You noted your extensive studies in literature, and diverse influences. What drew you to choose fantasy as your mode of story telling?
Sarah Monette- What makes you think I had a choice?
Which is a very flip way of answering an excellent question, but the truth is that I don’t know. I don’t know why my imagination works the way it does. I just don’t write things that aren’t speculative fiction in one way or another. As a reader, I’m easily bored by realism; given the choice, I will *always* pick the story that promises to explore beyond the limits of the everyday. In that sense, my tastes as a writer merely reflects my tastes as a reader, but I still can’t explain why I’m drawn so strongly to that kind of story.
Realism — especially realism as it is practiced by contemporary writers — is a box, and a rather small box at that. I don’t like confining my imagination in a box. Which is not to say that excellent stories cannot be told in that box, or that there’s anything wrong with staying in the box. Just that I’m not comfortable there.

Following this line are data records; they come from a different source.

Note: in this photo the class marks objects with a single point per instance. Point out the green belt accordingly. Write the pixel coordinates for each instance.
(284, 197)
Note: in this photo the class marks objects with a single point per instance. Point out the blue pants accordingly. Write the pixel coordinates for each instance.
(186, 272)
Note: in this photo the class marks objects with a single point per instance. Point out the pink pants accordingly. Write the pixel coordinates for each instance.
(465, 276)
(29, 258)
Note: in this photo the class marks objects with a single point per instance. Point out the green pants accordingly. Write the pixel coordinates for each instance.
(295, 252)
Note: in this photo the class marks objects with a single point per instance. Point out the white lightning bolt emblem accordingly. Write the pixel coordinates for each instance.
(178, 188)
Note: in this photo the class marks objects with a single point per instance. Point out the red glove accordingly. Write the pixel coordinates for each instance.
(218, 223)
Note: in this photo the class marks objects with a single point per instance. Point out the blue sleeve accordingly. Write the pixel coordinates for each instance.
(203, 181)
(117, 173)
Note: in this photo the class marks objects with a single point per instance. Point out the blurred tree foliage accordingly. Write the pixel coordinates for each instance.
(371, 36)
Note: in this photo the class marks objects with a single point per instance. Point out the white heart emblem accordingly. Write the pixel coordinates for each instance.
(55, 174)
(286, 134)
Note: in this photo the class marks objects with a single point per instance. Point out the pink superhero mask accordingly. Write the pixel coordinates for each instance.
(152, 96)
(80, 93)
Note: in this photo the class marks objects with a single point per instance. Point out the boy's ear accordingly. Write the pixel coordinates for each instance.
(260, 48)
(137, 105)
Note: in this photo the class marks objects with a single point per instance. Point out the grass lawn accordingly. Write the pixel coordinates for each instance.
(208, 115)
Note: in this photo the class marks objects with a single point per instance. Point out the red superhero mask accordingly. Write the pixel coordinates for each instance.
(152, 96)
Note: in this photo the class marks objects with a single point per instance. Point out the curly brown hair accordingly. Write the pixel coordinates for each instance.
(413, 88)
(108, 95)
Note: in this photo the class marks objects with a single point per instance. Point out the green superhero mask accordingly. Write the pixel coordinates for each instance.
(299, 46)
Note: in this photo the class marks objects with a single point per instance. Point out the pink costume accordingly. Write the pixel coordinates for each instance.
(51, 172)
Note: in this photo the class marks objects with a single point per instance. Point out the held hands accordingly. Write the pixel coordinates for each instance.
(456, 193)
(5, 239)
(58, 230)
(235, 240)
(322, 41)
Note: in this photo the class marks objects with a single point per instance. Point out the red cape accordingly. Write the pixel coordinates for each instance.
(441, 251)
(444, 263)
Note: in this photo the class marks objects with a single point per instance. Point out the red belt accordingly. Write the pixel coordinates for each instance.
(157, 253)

What authors or works do you, in-genre or not, contemporary or classic, you’d recommend to readers?
Sarah Monette- Ellen Kushner and Gene Wolfe, obviously. Emma Bull. Dorothy L. Sayers. Elizabeth Bear, who is a friend and sometimes co-author of mine, and who writes terrific books. I love old-fashioned horror like H. P. Lovecraft and M. R. James. Neil Gaiman’s Sandman books. Arthur Conan Doyle.
If readers want to find other books like Melusine, Jacqueline Carey and Martha Wells are good places to start.